12. Sur les modalités juridiques selon lesquelles les dépositaires qui le souhaiteront, utiliseront pour le compte des MLP les fonctionnalités et données de Presse 2000, les NMPP précisent qu'actuellement les dépositaires bénéficient d'un droit d'utilisation du logiciel Presse 2000 afin de traiter les opérations réalisées pour leur propre compte. Dès lors, l'accès direct accordé aux MLP et la mise en place des transferts de fichiers implique une adaptation du système en place. C'est l'objet de l'avenant au contrat de concession de droit d'utilisation du logiciel Presse 2000.
13. Les NMPP précisent encore que dès que les tests techniques réalisés chez les "dépositaires tests" seront achevés, elles adresseront à chacun des dépositaires qui assurent la distribution de leurs titres et de ceux confiés par les MLP, l'avenant au contrat de concession de droit d'utilisation du logiciel Presse 2000. La version interopérable de Presse 2000 sera alors installée chez tous les dépositaires qui auront signé cet avenant.
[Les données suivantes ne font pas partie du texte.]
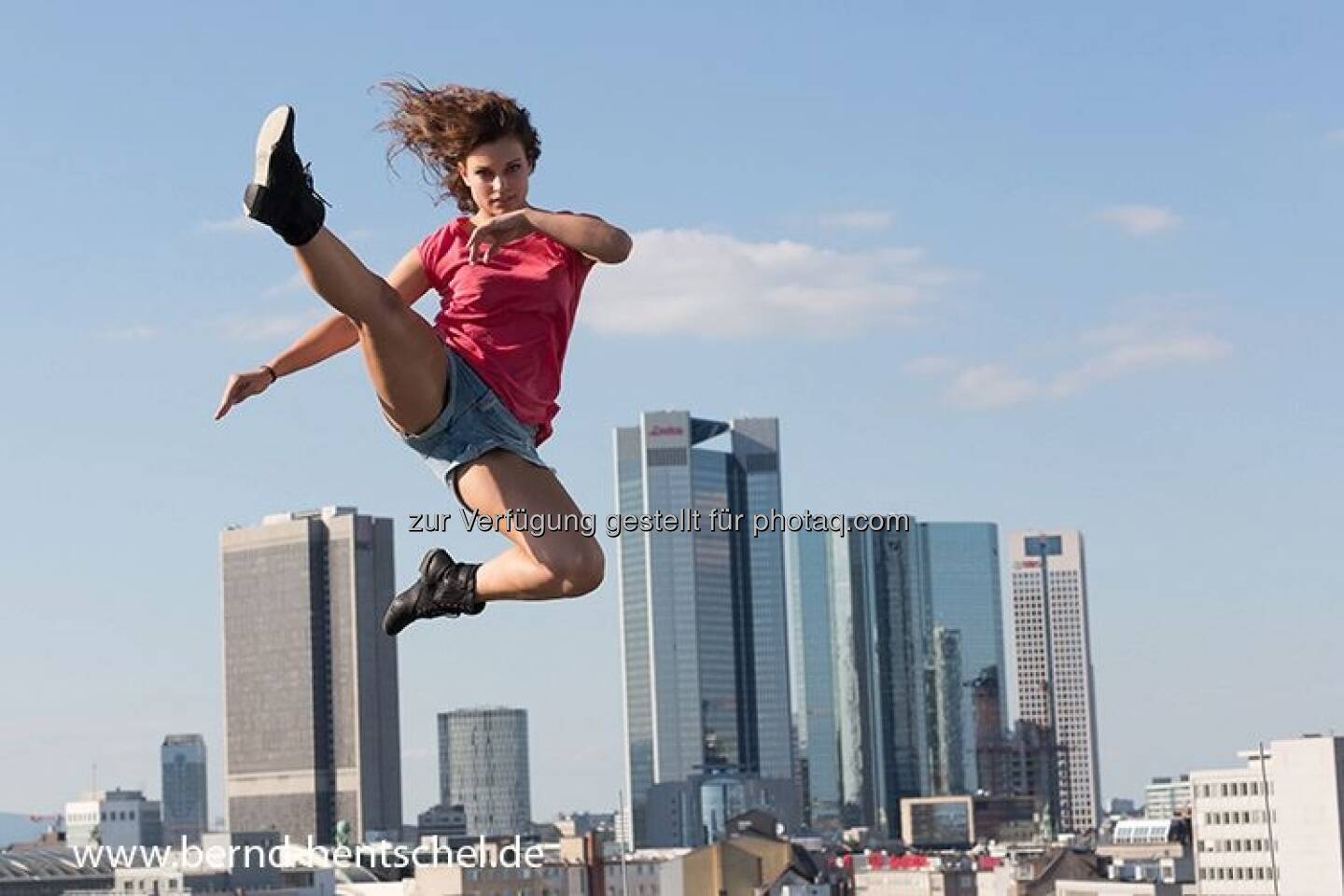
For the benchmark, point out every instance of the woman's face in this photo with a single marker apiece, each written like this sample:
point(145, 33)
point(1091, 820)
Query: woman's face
point(497, 174)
14. Elles estiment que l'injonction, qui prévoit la mise en place de l'accès direct " pour chaque dépôt qui le souhaiterait ", ne permet pas de faire droit à la demande des MLP qui voudraient que le logiciel permettant l'accès automatique soit installé par défaut chez tous les dépositaires. Elles assurent que les deux versions du système bénéficieront de garanties de maintenance et d'évolution identiques.
15. De même, elles soutiennent qu'il est parfaitement légitime de prévoir la possibilité de désactiver l'accès direct automatique, pour les dépositaires qui en feraient la demande, en cas de nullité de l'injonction ou de son retrait par le Conseil lui-même lors de l'examen au fond.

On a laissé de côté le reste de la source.